When Monkton House was established, Cardiff was a boom town - a rapidly expanding metropolis, growing rich on the export of coal and the coal trade itself was the catalyst for the expansion of commerce generally.  A thriving town of Cardiff’s size needed young people with academic qualifications to fill the posts in business, commerce, education and industry that were allied to the city’s phenomenal growth.

A few years after Monkton House opened its doors, a commercial college was established in the same area.  Skerry’s College prepared pupils for the professional examinations that would give young people the necessary qualifications they needed to enter commerce and the civil service.  For a short period Skerry’s College and Monkton House actually occupied premises next door to each other in The Parade. We do not know if this co-existence was amicable but we do know that by the 1920s Skerry’s College had changed its name to King’s College and had moved premises.

For the next 70 years Monkton House and King’s College existed as friendly independent school rivals until the early 1990s when the governors of both schools decided that there was more to gain from unity than competition.
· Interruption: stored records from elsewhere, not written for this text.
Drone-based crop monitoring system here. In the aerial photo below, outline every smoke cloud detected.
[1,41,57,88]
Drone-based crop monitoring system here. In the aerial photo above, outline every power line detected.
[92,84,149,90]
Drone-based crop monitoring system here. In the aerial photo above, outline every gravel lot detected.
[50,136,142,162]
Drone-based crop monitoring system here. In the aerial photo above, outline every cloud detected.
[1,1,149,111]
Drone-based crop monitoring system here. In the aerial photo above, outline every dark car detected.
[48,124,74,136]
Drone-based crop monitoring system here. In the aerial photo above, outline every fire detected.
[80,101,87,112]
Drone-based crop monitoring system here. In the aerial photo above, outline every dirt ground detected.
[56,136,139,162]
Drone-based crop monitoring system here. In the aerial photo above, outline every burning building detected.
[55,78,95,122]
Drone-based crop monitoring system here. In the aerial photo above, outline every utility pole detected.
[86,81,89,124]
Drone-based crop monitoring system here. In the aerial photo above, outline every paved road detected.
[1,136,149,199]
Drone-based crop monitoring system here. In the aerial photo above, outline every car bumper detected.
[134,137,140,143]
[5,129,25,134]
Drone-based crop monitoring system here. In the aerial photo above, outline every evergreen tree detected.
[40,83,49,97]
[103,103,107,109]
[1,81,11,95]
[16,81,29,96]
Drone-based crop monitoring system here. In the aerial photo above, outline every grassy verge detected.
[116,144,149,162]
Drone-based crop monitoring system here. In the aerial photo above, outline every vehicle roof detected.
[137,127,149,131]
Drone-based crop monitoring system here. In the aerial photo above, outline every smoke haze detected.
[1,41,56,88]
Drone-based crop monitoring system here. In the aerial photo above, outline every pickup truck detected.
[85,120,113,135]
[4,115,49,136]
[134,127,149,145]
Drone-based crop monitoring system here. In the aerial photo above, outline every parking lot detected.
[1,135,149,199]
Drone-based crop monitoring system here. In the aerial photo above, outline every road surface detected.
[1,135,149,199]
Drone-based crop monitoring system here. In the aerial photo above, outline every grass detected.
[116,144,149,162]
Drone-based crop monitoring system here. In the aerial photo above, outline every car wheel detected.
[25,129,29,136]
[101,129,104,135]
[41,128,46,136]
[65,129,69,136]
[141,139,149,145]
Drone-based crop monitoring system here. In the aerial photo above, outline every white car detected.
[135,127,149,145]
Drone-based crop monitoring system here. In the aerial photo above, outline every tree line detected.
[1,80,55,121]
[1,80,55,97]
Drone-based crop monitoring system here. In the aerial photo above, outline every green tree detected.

And so, in 1994 the two schools merged and Kings Monkton School came into being. For the first three years Kings Monkton operated from its three school sites until in 1997 it had the opportunity to purchase the site of Our Lady’s Convent School and bring together all its pupils on a single site. In 2003 the school added a new wing to its premises to accommodate its expanded sixth-form numbers and to increase its provision in physics, technology, music and history.

So a lot has happened in the past 136 years but Kings Monkton still shares the ethos of its early beginnings. Cardiff has changed from a thriving coal-exporting town to an equally thriving commercial and administrative centre and in the course of the last 100 years it has also become a city and, of course, a capital. Life in the 21st century is very different from that of the 19th but the challenges for young people remain the same and Kings Monkton will continue to serve the needs of today’s pupils and prepare them for the demands of the future.